Drill drives home water safety message

FIFTEEN people were rescued from the River Thames at Mapledurham Lock after smoke began pouring out of their boat

FIFTEEN people were rescued from the River Thames at Mapledurham Lock after smoke began pouring out of their boat.

But far from being a genuine emergency, the rescue was actually a training exercise for Royal Berkshire Fire and Rescue Service in water safety.

Crews from the fire service, along with South Central ambulance service, the National Police Air Service helicopter, the Hazardous Area Response Team and Berkshire Lowland Search and Rescue took part in the event on Thursday last week.

They were helped by volunteers from Thames River Cruises, the British Marine/Passenger Boat Association, Hobbs of Henley and the Environment Agency.

The exercise saw several people jump into the chilly water after their boat “crashed” and caught fire.

Other passengers on the boat, the Thames River Cruise vessel Caversham Princess, stood on the decks and screamed for help as smoke emerged from a window.

The fire service’s water rescue unit was tasked with rescuing the passengers while also getting on to the boat to extinguish the fire.

More than 100 people gathered to watch from the bank as the NPAS helicopter circled the site several times before hovering above the water and dropping life vest and inflatables to the stricken passengers.
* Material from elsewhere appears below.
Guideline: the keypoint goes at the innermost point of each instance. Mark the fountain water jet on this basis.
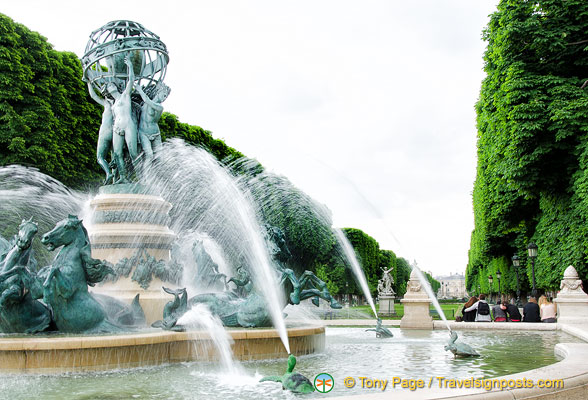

The rescue unit then began to rescue people from the water on its boat before returning them to the shore.

During one run, the rescuers accidentally sent several survivors tumbling back into the river after the dingy they were towing was capsized by wash from the engine.

The event was one of several exercises at venues across the county to raise awareness of how people can stay safe around water.

Jeremy James, station commander for Caversham Road fire station, said: “The idea was to put ourselves under pressure and see how we would deal with multiple people in the water as well as showing the public what happens when we deal with an exercise like this.

“We don’t get to train like this all the time. It took five months to plan and when you have people in the freezing cold water it really put our crews under pressure.

“We have to start doing something to reduce accidental drowning and this was to raise awareness.”

Mark Scaife, whose son Michael, 20, drowned in the Jubilee River in Datchet in August, attended the event.

He has ampaigned to have a footbridge near where his son died renamed “Michael’s Bridge” as a memorial and to educate people about water safety.

Mr Scaife said: “I’m sure Michael wasn’t aware of the dangers when he went in the river and it’s very important that people learn the water isn’t as safe as it looks on a hot sunny day.”